Small mammals found on the Powell Buttes include American badger, striped skunks, western spotted skunks, common raccoons, black-tailed jackrabbits, mountain cottontails, California ground squirrels, Belding's ground squirrels, Ord's kangaroo rat, and deer mice. Larger mammals include black-tailed deer, coyotes, bobcats, and mountain lions.

Reptiles found on Powell Buttes include common garter snakes, gopher snakes, and western rattlesnakes. Common lizards include short-horned lizards, western fence lizards, sagebrush lizards, and western skinks.

== Human history ==

The Powell Buttes are named for members of the Joseph Powell family who were among the first American pioneers to cross the Cascade Range from the Willamette Valley to range their cattle in Central Oregon.

In 1989, the Bureau of Land Management established a 520 acre Research Natural Area along the south side of the mountain including the southwest and southeast slopes.
The area's status was confirmed by a second study in 2005.

A large destination resort by Pahlisch Homes, called the Hidden Canyon, was planned for development on the buttes but never saw completion because of land impact issues related to wildlife, among other reasons.

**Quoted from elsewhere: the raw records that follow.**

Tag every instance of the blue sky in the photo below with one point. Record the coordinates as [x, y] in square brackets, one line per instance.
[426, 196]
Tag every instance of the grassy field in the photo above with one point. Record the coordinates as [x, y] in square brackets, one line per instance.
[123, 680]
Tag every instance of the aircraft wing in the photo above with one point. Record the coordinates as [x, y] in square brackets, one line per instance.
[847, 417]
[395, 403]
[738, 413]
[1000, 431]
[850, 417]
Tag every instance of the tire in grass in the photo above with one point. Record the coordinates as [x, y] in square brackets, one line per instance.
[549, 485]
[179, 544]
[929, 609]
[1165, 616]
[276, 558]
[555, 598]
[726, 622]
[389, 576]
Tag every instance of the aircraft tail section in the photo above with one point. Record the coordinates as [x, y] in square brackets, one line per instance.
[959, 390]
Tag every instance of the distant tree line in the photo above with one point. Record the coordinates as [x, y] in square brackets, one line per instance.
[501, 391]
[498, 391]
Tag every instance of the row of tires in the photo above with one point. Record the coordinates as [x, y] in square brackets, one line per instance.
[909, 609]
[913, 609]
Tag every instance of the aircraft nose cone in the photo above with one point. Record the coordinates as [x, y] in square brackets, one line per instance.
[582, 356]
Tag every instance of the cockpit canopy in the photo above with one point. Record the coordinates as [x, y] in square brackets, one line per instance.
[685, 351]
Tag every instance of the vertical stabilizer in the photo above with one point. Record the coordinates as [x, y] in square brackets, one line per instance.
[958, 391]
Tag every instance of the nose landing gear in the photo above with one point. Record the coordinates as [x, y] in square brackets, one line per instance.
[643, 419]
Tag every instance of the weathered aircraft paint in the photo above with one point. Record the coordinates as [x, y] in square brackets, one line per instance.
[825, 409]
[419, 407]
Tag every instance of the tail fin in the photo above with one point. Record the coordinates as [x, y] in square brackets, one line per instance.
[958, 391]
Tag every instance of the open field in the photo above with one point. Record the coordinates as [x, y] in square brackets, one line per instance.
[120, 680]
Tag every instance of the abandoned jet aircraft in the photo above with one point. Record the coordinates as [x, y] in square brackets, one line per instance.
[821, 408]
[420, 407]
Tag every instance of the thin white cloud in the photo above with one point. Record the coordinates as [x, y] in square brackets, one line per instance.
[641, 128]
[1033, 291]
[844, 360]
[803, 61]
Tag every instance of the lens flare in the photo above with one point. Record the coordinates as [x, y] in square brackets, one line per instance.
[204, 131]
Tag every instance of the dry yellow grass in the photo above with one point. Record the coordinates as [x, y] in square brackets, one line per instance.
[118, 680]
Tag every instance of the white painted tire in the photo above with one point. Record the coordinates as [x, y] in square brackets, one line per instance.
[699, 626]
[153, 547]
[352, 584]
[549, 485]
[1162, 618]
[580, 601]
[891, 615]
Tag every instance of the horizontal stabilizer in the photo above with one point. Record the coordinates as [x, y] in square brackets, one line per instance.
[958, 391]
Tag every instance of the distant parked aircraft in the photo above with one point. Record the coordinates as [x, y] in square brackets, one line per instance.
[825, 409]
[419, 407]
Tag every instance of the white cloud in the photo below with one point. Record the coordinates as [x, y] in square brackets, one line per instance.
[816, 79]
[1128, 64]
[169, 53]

From 1986 to 2018, Powell Butte was the site of one of two facilities of Oregon State University's Central Oregon Agricultural Research Center. The Powell Butte agricultural research farm acted as a center for potato variety development and hay production. The site encompassed 80 acre, most of which were dedicated to potato seed development. In 2010, an outbreak of the potato cyst nematode Globodera ellingtonae caused the farm to shut down, with major research activity moving to a different site in the city of Klamath Falls. In June 2018, the land was sold to an industrial hemp producer.